A bad thing happened to you kids, Dad said.
But it could have been worse.
So much worse, Mom said.
But because of you kids, Dad said, it wasn't.
You did so good, Mom said. Did beautiful, Dad said.

Yet in the context of the other stories, this brief triumph is the exception. The example of people doing right is a set up in order to demonstrate how they usually do wrong or are victimized.

Both teenagers in "Victory Lap" have embeds in their voices -- wonderful, thrilling voices -- implying that as adults they might not make those same right choices. The girl's energy and enthusiasm (hilariously conveyed by her smattering of French vocab; is there anything more touching, dorky, human and middle-class than an American learning a foreign language?) is dangerously close to self-absorption. The boy's escapism from his shitty, abusive (in that virtuous "hard-ass" way) parents will probably take more virulent forms as he ages. And the main action involves some kind of deliciously stupid large "geode" which the boy's parents are using for a back-yard decoration, which is an encapsulation of Saunders's scathing humor. A later story has suburban families using third world humans as lawn decoration. Same diff.

My favorite story in this collection is the one that probably veers closest to wish fulfillment. "Escape From Spiderhead" is about a character choosing resistance rather than making an immoral choice required of him by some vapid and faceless bureaucrats. Senseless war, senseless imprisonment, senseless firing people, senseless denying health care, making crappy products, destroying the environment....This is how our world works. On every level those in power demand that awful shit be done, not even for any reason beyond the short-term, myopic and misunderstood. Just for the reason that being an asshole makes their dicks hard. (Are you listening, Marissa Mayer?) "Escape From Spiderhead" has all the correct features of how bad things happen, complete with venal middle managers and captive workers.
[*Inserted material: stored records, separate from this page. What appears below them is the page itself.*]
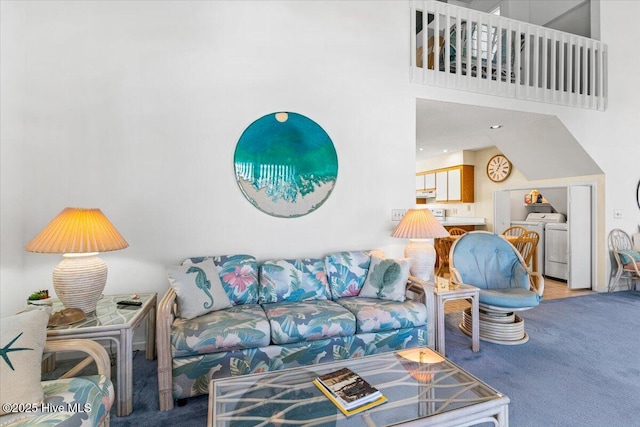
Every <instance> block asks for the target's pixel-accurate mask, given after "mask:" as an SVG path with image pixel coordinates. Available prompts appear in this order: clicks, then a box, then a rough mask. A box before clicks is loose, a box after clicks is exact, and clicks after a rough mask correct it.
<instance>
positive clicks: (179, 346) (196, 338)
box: [171, 304, 270, 357]
mask: <svg viewBox="0 0 640 427" xmlns="http://www.w3.org/2000/svg"><path fill="white" fill-rule="evenodd" d="M269 339H270V328H269V322H268V321H267V317H266V316H265V314H264V311H263V310H262V307H260V306H259V305H258V304H246V305H236V306H233V307H229V308H226V309H223V310H218V311H214V312H211V313H208V314H205V315H203V316H200V317H196V318H195V319H191V320H184V319H176V320H175V321H174V322H173V325H172V328H171V352H172V354H173V356H174V357H181V356H192V355H196V354H206V353H213V352H218V351H231V350H239V349H245V348H254V347H264V346H267V345H269Z"/></svg>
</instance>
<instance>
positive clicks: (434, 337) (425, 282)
mask: <svg viewBox="0 0 640 427" xmlns="http://www.w3.org/2000/svg"><path fill="white" fill-rule="evenodd" d="M434 289H435V288H434V284H433V283H431V282H427V281H426V280H422V279H420V278H418V277H415V276H409V280H408V281H407V288H406V292H405V293H406V296H407V298H408V299H412V300H417V301H420V302H421V303H423V304H424V305H425V306H426V307H427V345H428V346H429V347H431V348H435V340H436V334H435V326H436V312H435V295H434Z"/></svg>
People will and do carp about how off-putting the genre and science-fiction elements of these stories are, which is something I'll never understand. Saunders is working with the full palate of public language and contemporary narrative tradition, which includes an enormous amount of pulp, video games, self-help books and so on. He's making an intelligent critique of not just how we are, but how we think. That's more realistic than "realism."

This book seems to have cannonballed Saunders into the mainstream, finally, which is well-deserved.